Op-Ed: Growing Food and Community
By Chauncey Gardener
This post is the second in what we hope will be a series by different gardeners about community gardening in Santa Barbara. It follows “SOS Yanonali Community Garden!”
There’s a pot with beet soup simmering on my stove that has beets, onion, and garlic from our Yanonali garden plot. I decided to rent a plot and start growing my own food two years ago when my daughter turned out to be one of those picky eater toddlers. Since then, she has eaten her very first sugar snap pea, carrot, lettuce, and kale at Yanonali Community Garden. No beets yet, but I am not giving up hope. I am so impressed with how much my child has learned about the soil, plants, and insects, and how to care for them. Earlier this spring, I watched my little gardener pick out her own tomato plant, choose a spot for it and plant it herself. I see her pride when we check on it and admire how nicely it has grown.
My kid gardener has made friends with many other community gardeners of all ages. One of them taught her how to harvest worm castings, another one showed us how he collects seeds and teaches us plant names in Spanish. A gardener who has all kinds of beautiful flowers shows my daughter how to cut them and always lets us take a small bouquet from her plot. One family has a little play corner on their plot where all kids at the garden are welcome to dig and play in the dirt.
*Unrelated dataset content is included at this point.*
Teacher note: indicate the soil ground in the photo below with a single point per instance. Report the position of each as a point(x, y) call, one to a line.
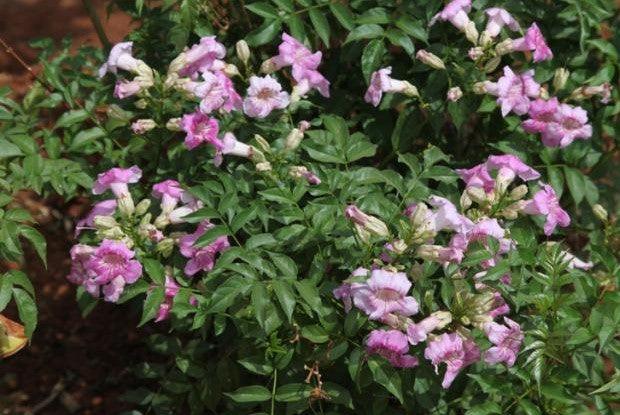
point(74, 365)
At a community garden, you grow food and a community – I love that. How much it means to me I realized when we were told that the entire first row of Yanonali plots would be demolished in order to straighten the fence as part of the renovation project for Eastside Neighborhood Park. I am very thankful that a group of gardeners came together to advocate for Yanonali Community Garden and that our petition has been so successful. We need to make sure Santa Barbara’s two community gardens – Rancheria and Yanonali – are still there when today’s children are ready to rent a plot and grow their own food. And while we’re at it, let’s ask the city to help us create more community gardens!